As war continues in Iraq, Arab governments are facing their own collateral damage. Governments in the region are battling the fallout of anti-war sentiment.
In a familiar chant heard at demonstrations in capitals around the Middle East, these protesters said they will give their spirit and their blood for Iraq.
Some of the public displays of support for Iraq have turned violent, with clashes between police and protesters in Bahrain, Yemen, Egypt, and Jordan.
Although the protests are focused against the United States, analysts said many Arab governments fear that the street anger could be diverted toward them, particularly those that are closely allied with the United States. The analysts, like Hala Mustafa of the al-Ahram Center for Political and Strategic Studies, said that is why countries like Bahrain, Egypt, and Jordan are particularly concerned about the demonstrations.
"These kinds of demonstrations started by opposing some foreign issues or protest against American policies, but it could end by criticizing or opposing or protesting against their own governments," Mr. Mustafa said.
How forceful these protests become depends on how long the U.S.-led war against Iraq continues, says Cairo University professor Hassan Nafae. "I am quite sure if the war continues and the Iraqi people resist the war and you have a lot of casualties and so on, the anger will mount in the streets," Mr. Nafae said. Mr.
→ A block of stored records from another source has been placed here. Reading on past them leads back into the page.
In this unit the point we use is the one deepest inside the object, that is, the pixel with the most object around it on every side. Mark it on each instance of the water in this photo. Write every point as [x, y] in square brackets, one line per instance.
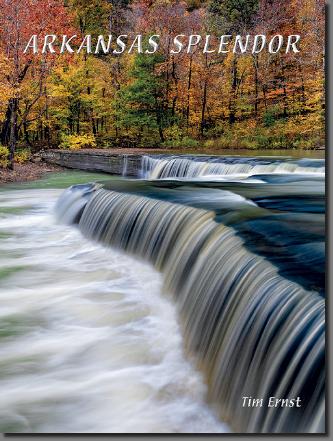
[88, 342]
[254, 332]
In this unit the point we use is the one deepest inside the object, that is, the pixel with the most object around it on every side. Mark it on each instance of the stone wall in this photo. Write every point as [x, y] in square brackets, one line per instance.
[115, 164]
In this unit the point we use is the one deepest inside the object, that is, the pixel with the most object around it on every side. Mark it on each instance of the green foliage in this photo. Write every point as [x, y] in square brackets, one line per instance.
[77, 142]
[140, 106]
[4, 155]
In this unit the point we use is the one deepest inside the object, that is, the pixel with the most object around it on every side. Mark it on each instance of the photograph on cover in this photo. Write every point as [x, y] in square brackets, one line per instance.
[162, 216]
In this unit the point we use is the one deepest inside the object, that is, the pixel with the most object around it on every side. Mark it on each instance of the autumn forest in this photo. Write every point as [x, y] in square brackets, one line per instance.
[185, 100]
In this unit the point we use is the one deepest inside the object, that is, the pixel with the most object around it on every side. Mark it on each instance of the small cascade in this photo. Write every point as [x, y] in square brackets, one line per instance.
[254, 333]
[189, 167]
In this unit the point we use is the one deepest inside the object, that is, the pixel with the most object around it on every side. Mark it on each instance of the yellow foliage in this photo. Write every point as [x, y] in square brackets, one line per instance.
[77, 142]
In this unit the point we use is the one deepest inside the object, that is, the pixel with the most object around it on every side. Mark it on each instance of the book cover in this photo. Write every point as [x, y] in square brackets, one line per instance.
[162, 216]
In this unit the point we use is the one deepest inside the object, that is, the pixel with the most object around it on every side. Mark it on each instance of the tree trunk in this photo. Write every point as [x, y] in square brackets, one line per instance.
[188, 95]
[233, 95]
[203, 109]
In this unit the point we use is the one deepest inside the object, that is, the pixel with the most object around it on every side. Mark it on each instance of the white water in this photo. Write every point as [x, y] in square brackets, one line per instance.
[88, 343]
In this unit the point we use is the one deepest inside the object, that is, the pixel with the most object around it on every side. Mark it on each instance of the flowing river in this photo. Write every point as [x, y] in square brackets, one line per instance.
[172, 297]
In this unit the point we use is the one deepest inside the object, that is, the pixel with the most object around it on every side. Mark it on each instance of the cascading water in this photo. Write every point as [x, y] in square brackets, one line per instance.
[202, 167]
[255, 333]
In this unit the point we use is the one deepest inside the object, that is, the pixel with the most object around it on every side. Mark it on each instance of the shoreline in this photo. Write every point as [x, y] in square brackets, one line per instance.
[29, 171]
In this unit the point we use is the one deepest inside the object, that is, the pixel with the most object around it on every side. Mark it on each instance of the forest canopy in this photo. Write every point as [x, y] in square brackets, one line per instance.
[160, 98]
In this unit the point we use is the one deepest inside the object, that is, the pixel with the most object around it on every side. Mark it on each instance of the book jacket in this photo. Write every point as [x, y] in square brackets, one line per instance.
[162, 216]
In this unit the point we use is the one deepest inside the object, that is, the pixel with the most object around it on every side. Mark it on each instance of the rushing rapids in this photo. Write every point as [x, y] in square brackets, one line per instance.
[202, 167]
[254, 333]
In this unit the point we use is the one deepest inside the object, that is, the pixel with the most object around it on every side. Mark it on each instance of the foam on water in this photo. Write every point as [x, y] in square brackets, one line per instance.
[87, 341]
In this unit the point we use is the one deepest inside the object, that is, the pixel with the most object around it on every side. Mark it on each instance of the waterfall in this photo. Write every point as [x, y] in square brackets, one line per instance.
[254, 333]
[190, 167]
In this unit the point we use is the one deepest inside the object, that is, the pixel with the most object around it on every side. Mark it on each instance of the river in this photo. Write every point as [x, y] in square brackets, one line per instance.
[93, 338]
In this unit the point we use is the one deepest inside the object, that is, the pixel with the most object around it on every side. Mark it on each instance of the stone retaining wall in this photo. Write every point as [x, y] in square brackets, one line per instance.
[115, 164]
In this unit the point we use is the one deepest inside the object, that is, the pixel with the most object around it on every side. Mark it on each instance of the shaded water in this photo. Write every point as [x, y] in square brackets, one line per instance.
[237, 243]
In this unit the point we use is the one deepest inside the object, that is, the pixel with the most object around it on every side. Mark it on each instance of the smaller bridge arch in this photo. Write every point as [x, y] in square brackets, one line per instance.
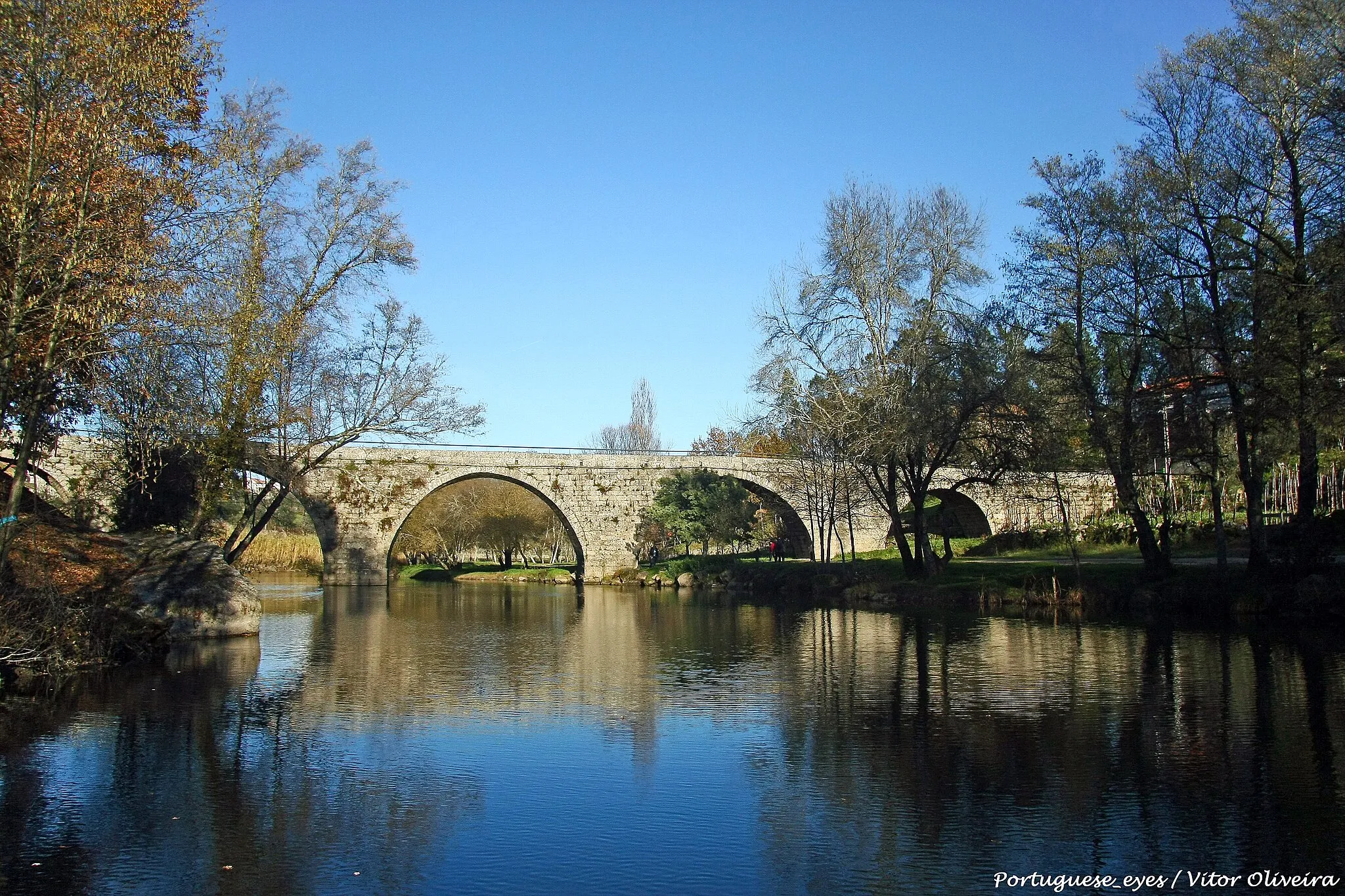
[966, 519]
[797, 534]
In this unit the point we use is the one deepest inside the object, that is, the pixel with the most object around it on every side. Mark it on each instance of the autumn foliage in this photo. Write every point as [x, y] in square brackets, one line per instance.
[99, 105]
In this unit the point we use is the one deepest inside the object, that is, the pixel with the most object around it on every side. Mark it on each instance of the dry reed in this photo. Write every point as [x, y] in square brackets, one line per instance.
[283, 551]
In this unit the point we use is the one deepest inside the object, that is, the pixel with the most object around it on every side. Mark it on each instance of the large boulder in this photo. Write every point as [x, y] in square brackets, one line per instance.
[187, 585]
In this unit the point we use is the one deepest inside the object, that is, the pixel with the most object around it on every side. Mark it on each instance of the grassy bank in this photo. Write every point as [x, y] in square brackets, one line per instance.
[66, 606]
[1105, 584]
[487, 572]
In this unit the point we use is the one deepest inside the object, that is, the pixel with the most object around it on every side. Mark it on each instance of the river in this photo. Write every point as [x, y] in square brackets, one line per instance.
[525, 739]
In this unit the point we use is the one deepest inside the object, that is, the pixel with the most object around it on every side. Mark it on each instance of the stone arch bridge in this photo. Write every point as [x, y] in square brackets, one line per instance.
[359, 498]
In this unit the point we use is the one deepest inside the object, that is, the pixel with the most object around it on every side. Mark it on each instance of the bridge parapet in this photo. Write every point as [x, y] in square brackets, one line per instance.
[361, 496]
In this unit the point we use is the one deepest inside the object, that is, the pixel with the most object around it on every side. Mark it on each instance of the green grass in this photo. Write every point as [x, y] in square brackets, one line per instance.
[479, 572]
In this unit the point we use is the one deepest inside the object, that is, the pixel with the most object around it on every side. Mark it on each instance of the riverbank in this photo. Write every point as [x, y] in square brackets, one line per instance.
[77, 599]
[1115, 585]
[487, 572]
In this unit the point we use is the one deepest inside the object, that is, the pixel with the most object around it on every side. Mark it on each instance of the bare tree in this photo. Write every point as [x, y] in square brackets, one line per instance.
[640, 435]
[880, 343]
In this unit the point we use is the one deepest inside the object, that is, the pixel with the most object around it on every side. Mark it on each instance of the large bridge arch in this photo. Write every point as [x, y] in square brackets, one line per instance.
[797, 532]
[576, 543]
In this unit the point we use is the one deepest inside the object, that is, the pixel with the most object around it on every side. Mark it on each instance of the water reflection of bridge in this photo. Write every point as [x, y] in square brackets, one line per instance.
[881, 752]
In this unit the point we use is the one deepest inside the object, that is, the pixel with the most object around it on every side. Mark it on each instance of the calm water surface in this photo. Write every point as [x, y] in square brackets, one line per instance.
[519, 739]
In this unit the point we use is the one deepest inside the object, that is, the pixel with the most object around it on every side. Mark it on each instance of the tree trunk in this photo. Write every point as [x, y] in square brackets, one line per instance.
[1070, 532]
[1216, 503]
[237, 551]
[1156, 563]
[1306, 469]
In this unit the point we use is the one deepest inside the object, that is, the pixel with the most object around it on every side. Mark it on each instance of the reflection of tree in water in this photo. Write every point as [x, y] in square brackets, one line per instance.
[915, 753]
[249, 789]
[1007, 746]
[386, 657]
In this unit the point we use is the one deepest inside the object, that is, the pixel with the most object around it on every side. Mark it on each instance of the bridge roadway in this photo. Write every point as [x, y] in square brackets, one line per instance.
[359, 498]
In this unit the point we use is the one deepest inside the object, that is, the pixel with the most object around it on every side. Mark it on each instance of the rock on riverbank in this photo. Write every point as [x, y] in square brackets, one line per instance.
[77, 598]
[188, 586]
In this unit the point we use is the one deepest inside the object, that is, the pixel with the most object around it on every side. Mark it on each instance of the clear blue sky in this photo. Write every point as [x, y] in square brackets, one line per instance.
[602, 191]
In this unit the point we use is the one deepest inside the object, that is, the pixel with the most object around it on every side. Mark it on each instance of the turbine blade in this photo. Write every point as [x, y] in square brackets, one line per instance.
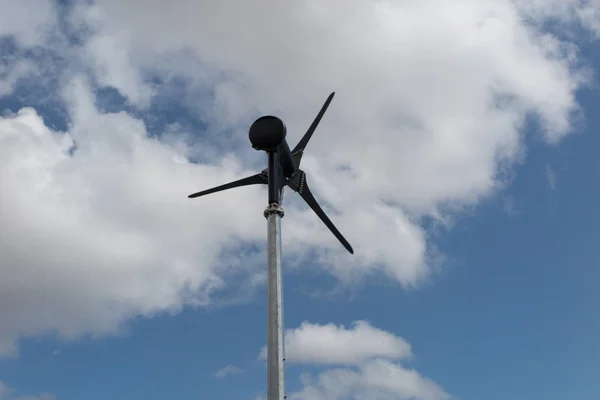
[251, 180]
[297, 151]
[300, 186]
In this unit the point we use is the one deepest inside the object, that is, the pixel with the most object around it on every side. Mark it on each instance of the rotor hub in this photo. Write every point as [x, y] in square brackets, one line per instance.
[267, 133]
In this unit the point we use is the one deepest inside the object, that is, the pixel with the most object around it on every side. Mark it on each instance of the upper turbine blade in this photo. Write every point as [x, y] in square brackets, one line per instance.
[251, 180]
[297, 151]
[298, 184]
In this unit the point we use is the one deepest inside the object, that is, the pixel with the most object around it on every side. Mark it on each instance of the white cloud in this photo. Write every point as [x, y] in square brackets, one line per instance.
[228, 370]
[551, 177]
[373, 355]
[431, 101]
[93, 239]
[373, 380]
[332, 344]
[29, 28]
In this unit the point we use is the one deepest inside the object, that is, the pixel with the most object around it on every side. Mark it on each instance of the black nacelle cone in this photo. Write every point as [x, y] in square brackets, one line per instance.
[267, 133]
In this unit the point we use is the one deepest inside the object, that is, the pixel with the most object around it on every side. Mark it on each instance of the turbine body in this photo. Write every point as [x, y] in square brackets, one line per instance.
[268, 133]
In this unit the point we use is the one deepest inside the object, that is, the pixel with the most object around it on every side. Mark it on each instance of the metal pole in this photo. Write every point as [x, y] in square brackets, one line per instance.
[275, 348]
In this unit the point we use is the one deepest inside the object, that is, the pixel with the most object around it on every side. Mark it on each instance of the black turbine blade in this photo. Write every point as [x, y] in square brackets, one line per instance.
[251, 180]
[297, 151]
[298, 184]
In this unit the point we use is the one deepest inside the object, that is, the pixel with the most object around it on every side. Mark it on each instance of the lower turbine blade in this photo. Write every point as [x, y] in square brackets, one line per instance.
[302, 188]
[251, 180]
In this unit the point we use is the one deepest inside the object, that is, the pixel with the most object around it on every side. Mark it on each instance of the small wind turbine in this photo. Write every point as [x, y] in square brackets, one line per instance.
[268, 134]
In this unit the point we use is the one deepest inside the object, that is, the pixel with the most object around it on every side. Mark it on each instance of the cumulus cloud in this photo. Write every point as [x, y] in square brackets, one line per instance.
[332, 344]
[430, 108]
[372, 356]
[94, 236]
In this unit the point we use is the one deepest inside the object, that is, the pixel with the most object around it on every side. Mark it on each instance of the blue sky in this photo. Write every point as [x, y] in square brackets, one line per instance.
[118, 287]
Nafae adds that while the public displays of anger are not likely to change basic government policies, they may force some Arab governments to be more critical of the United States about the war, and possibly other issues.
"Maybe the regimes in the area will be forced to change their political discourse and be more critical to the American position," he said.
Another political risk is that the protests could embolden Islamic opposition groups in pro-western Arab countries like Egypt and Jordan, says Hala Mustafa of the al-Ahram center.
"Any disturbance or any disorder could be to the advantage of the protest movement like the Islamic movement in the opposition," Mr. Mustafa said.
The last thing the Arab governments want to do is anything that would strengthen their domestic opponents. But at the same time, many of them depend on good economic relations with the United States, and in some cases direct aid. Regional analysts say moderate Arab governments will be involved in a delicate political balancing act in the coming weeks.